Sous le thème de « Bourgeoises sans âge », les mannequins vêtus des créations prêt-à-porter et haute couture du créateur défilaient et témoignaient par leurs différences de leur humanité. Le temps d’un défilé, la singularité de l’un et de l’autre, plutôt que d’isoler, rassemblait. Les dissemblances culturelles, plutôt que de s’opposer, se fusionnaient, créant quelque chose de plus beau, de plus grand. Sur la même passerelle et en simultané, Jean Paul Gaultier faisait défiler hommes et femmes aux physiques immaculés, comme pour affirmer et mettre sur un même
pied d’égalité la beauté traditionnelle et atypique.

Les créations vestimentaires évoquaient certaines des influences les plus marquantes du designer. Sous l’inspiration « James Blonde » de Gaultier, les hommes arboraient le tuxedo conjugué au pantalon wetsuit. Ceux-ci étaient complétés d’un gilet pare-balle, ou conjuguées au corset empruntée de la bond girl. Ce faisant, Jean Paul Gaultier, mariait la masculinité à la sensibilité et délicatesse féminine.

On retrouvait également les créations provocantes que le designer, irrévérencieux à ses heures, aimait appeler « prêt-à-baiser ». Certains symboles, comme le corset qui jadis symbolisait la domination de la femme, était réinterprété en objet sexuel pleinement assumé, témoignant de l’identité contemporaine et affranchie du sexe féminin.

Du même souffle, Gaultier faisait porter le corset à l’homme « boy toy » ,qui défilait au bras d’une femme de deux fois son aînée. Plus tard, Tanel Bedrossiantz arborait la robe et le voile de la mariée, réitérant une fois de plus le message social empreint d’égalité et d’humanité que prône le créateur.

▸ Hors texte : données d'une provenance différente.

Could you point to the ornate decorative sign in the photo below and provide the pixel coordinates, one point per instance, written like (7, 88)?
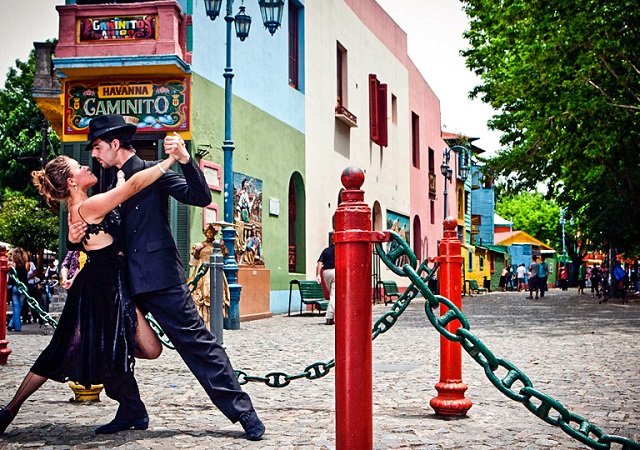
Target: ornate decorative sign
(123, 27)
(159, 105)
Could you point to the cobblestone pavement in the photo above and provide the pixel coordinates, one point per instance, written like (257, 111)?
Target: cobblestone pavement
(584, 354)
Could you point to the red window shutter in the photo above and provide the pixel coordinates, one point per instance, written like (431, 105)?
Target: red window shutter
(383, 137)
(373, 107)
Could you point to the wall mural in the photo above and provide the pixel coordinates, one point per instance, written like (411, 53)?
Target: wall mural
(401, 225)
(247, 201)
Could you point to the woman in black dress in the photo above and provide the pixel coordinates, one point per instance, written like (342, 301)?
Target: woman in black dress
(100, 331)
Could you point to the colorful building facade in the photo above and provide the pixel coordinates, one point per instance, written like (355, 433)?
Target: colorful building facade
(333, 87)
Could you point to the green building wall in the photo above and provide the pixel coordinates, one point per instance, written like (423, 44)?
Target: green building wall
(266, 149)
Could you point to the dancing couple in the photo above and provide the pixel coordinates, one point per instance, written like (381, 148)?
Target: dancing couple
(133, 268)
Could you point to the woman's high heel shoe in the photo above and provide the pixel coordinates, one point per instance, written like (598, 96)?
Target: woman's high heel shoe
(6, 417)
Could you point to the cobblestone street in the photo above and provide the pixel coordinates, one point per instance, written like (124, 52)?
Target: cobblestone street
(584, 354)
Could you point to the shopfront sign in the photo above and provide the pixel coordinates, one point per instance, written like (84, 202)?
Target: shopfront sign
(121, 27)
(159, 105)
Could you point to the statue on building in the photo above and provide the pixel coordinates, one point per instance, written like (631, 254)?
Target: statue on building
(201, 294)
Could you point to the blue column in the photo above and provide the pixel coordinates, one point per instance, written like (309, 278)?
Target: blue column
(229, 232)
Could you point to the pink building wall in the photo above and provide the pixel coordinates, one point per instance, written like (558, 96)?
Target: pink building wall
(424, 103)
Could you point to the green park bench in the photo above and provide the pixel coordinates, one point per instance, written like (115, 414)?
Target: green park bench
(390, 291)
(311, 293)
(473, 287)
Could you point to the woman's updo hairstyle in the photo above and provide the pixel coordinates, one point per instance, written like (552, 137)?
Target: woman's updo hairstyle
(51, 181)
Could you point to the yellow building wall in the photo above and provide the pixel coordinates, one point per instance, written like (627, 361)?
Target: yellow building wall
(481, 264)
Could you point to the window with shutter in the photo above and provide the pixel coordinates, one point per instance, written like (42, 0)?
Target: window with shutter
(373, 107)
(378, 111)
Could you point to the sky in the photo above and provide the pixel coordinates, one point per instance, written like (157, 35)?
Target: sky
(434, 30)
(434, 33)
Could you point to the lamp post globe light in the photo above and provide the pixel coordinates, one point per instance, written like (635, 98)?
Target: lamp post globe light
(447, 171)
(271, 11)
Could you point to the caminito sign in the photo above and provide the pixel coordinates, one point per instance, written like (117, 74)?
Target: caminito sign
(123, 27)
(159, 105)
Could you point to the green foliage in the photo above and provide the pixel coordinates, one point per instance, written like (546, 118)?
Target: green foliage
(565, 76)
(21, 130)
(533, 214)
(25, 223)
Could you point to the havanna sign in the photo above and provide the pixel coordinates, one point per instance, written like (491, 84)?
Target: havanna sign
(122, 27)
(159, 105)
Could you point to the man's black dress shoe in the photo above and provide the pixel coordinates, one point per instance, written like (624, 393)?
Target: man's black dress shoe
(6, 417)
(253, 426)
(117, 425)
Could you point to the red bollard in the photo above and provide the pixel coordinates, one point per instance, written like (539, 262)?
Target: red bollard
(450, 400)
(4, 270)
(354, 372)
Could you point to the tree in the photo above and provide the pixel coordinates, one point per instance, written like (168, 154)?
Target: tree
(565, 78)
(533, 214)
(25, 223)
(21, 130)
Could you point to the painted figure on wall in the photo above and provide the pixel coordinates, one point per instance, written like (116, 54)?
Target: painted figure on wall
(201, 294)
(400, 224)
(248, 219)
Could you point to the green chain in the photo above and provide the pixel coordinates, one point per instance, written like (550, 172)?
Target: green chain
(46, 317)
(541, 405)
(194, 283)
(32, 302)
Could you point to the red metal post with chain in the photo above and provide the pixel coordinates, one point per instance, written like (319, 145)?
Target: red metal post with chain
(4, 270)
(354, 386)
(450, 400)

Visitant et revisitant ses différents univers, passant de la renaissance à la modernité, évoquant au passage l’univers du Cinquième Élément, le designer effaçait la différence par ses vêtements. Une mannequin tatouée sur l’ensemble
de son corps, accompagnée par un modèle portant les créations aux milles motifs et imprimées, avait enfin pu grâce aux pièces inclusives de Gaultier, retrouver ses semblables.

Si vous n’avez pas eu la chance de voir en chair et en os le défilé de Jean Paul Gaultier, vous pourrez voir la sublime exposition consacré au couturier au Musée des Beaux Arts de Montréal, jusqu’au 2 octobre prochain.